Enhanced Performance via End-Group Alteration of Benzodithiophene-Based Donors for Organic Solar Cells: a Theoretical Study

Donor in organic solar cells (OSCs) is essential for promoting charge transport and enhancing photoelectric conversion efficiency. In this work, five new donors M1–M5 were designed by changing the end group to 3-hexyl-2,4-dithiothiazolidine, dicyano-hexylrhodanine, 1,1-dicyanomethylene-3-indanone, 1,3-indenedione and 1,1-dicyano-5,6-difluoroindanone, respectively. The optoelectronic properties of the six donors and their interfacial properties with the well-known acceptor Y6 were studied by density functional theory (DFT) and time-dependent density functional theory (TD-DFT). The calculation results show that the absorption ranges of M1–M5 in the visible light region are expanded, the red shift degrees of M1 and M3 are obvious (73 nm, 63 nm), and the light absorption abilities are obviously improved.
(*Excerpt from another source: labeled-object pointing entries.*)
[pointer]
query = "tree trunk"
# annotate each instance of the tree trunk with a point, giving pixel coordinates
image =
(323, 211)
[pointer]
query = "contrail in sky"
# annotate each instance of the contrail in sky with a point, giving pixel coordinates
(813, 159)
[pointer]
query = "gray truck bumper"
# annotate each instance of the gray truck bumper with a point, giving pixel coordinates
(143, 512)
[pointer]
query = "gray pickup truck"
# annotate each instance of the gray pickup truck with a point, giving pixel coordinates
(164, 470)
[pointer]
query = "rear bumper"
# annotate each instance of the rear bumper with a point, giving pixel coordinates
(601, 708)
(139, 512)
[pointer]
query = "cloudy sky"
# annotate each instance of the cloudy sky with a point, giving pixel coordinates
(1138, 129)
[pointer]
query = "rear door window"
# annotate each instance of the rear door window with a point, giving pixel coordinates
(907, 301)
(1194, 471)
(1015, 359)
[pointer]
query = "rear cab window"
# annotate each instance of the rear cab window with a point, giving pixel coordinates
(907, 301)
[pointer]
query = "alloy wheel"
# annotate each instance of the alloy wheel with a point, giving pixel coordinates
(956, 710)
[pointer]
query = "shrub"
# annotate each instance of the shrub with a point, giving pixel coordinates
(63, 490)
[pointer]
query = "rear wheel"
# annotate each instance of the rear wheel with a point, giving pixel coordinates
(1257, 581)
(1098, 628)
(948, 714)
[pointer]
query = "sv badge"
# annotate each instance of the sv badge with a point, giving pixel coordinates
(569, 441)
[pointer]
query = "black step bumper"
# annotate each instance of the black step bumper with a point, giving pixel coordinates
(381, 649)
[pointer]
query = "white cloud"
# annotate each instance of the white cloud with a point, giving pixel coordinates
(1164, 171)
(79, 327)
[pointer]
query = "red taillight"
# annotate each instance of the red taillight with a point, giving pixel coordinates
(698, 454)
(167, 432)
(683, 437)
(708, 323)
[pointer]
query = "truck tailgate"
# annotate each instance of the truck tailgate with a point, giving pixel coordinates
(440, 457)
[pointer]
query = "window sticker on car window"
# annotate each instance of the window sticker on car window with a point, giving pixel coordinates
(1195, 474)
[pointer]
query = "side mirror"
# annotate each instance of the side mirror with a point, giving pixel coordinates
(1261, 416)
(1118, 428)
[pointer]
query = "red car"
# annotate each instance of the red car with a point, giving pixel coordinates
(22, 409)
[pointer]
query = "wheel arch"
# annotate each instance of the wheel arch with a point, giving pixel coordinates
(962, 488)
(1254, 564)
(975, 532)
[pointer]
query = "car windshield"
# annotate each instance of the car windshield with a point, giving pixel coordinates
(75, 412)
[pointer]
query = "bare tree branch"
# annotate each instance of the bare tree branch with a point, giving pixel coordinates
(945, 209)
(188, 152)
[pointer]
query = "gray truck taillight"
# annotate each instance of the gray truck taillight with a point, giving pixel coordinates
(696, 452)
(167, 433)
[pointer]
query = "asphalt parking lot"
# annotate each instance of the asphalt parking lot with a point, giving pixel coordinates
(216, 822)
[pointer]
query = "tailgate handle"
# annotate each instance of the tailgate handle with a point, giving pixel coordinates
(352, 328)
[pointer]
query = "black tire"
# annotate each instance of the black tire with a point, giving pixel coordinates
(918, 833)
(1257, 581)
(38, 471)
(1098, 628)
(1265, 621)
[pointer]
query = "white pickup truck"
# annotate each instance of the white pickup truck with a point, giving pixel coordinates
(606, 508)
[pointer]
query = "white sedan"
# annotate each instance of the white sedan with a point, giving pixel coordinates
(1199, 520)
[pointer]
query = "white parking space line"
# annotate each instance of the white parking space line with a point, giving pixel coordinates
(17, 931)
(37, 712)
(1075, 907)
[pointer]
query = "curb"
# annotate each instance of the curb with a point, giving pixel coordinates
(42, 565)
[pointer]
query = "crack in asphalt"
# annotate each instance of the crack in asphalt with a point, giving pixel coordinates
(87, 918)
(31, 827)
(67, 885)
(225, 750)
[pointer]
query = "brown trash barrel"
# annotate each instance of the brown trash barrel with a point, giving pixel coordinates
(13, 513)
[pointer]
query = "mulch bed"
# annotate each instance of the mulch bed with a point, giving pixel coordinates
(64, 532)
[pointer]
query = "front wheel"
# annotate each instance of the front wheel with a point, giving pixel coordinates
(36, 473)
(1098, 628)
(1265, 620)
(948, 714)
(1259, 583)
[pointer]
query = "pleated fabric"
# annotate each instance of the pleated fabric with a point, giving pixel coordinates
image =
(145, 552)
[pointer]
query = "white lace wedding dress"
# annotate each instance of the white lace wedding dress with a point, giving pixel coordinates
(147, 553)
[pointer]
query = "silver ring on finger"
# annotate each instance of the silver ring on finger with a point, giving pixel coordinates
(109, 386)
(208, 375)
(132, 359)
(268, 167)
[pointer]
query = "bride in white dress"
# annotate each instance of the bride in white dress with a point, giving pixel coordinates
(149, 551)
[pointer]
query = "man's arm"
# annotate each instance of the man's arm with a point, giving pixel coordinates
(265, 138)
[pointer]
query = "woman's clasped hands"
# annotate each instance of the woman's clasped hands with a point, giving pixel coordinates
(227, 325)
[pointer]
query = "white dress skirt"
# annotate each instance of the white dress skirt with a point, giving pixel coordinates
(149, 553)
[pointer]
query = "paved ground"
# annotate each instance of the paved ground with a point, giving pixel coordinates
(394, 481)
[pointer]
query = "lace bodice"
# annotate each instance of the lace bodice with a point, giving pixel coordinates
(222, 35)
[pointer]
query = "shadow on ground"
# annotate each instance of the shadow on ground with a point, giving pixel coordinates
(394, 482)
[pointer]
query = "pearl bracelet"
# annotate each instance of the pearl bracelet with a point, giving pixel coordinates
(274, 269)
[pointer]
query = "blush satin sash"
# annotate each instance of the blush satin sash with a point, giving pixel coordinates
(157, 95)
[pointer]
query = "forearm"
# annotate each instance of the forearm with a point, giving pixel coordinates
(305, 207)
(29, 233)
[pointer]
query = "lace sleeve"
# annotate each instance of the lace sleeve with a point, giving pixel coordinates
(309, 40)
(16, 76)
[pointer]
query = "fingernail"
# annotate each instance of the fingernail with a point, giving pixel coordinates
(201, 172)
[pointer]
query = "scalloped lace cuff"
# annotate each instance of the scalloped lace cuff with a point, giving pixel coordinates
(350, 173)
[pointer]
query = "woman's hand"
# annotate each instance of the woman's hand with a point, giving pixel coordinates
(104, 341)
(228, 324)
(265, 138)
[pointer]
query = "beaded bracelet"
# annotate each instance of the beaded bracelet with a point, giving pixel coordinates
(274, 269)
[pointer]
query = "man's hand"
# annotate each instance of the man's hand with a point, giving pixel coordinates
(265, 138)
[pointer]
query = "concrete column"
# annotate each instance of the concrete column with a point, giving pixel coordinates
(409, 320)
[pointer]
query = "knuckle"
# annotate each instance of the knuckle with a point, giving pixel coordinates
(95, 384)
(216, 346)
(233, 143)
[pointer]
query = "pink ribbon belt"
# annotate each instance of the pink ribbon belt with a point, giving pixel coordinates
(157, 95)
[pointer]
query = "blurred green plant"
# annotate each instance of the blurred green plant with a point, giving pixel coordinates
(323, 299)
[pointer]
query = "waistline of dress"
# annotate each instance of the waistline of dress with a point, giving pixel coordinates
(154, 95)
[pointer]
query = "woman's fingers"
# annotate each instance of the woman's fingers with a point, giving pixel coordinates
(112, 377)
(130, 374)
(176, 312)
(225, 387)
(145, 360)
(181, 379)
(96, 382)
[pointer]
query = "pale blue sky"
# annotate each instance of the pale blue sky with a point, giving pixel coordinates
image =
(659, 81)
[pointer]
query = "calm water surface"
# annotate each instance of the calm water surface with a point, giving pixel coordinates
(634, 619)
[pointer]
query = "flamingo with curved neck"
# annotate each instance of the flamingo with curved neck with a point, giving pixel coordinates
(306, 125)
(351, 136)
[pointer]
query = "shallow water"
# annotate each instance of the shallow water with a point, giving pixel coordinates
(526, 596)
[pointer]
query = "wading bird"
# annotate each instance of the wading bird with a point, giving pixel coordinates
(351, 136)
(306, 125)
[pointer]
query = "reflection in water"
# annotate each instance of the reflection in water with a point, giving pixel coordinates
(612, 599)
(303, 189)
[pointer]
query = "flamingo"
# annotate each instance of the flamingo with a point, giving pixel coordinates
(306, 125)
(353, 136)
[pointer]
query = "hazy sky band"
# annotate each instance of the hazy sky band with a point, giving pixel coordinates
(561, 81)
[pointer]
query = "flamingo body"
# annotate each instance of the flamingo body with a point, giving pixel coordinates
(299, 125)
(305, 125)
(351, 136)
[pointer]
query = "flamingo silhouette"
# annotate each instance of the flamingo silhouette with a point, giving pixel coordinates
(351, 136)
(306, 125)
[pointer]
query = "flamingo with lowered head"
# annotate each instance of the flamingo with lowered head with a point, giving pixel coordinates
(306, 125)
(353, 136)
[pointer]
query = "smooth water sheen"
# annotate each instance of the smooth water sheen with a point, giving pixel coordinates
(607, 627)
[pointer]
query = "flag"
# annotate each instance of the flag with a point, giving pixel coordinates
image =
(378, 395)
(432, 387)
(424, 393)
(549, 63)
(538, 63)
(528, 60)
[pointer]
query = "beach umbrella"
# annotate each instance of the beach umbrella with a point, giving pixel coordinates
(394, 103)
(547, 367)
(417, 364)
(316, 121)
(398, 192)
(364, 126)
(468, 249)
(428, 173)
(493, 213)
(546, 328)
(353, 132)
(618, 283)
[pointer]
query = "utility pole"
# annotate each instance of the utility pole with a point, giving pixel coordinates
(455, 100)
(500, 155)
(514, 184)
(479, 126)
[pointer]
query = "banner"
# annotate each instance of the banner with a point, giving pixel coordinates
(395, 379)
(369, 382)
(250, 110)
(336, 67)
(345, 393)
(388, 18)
The hole migration efficiency of M2, M4 and M5 is improved, which is beneficial to improve the charge transfer efficiency. The proportion of charge transfer states at the M1/Y6 and M4/Y6 interfaces increased by 7.5 % and 2.5 %, respectively. Moreover, the charge transfer states generated at the M1/Y6 interface through the intermolecular electric field mechanism and hot exciton mechanism are more dominant. Our calculation results not only provide several potential small molecule donors for experimental synthesis, but also have certain reference value for understanding the charge transfer mechanism at the donor/acceptor (D/A) interface.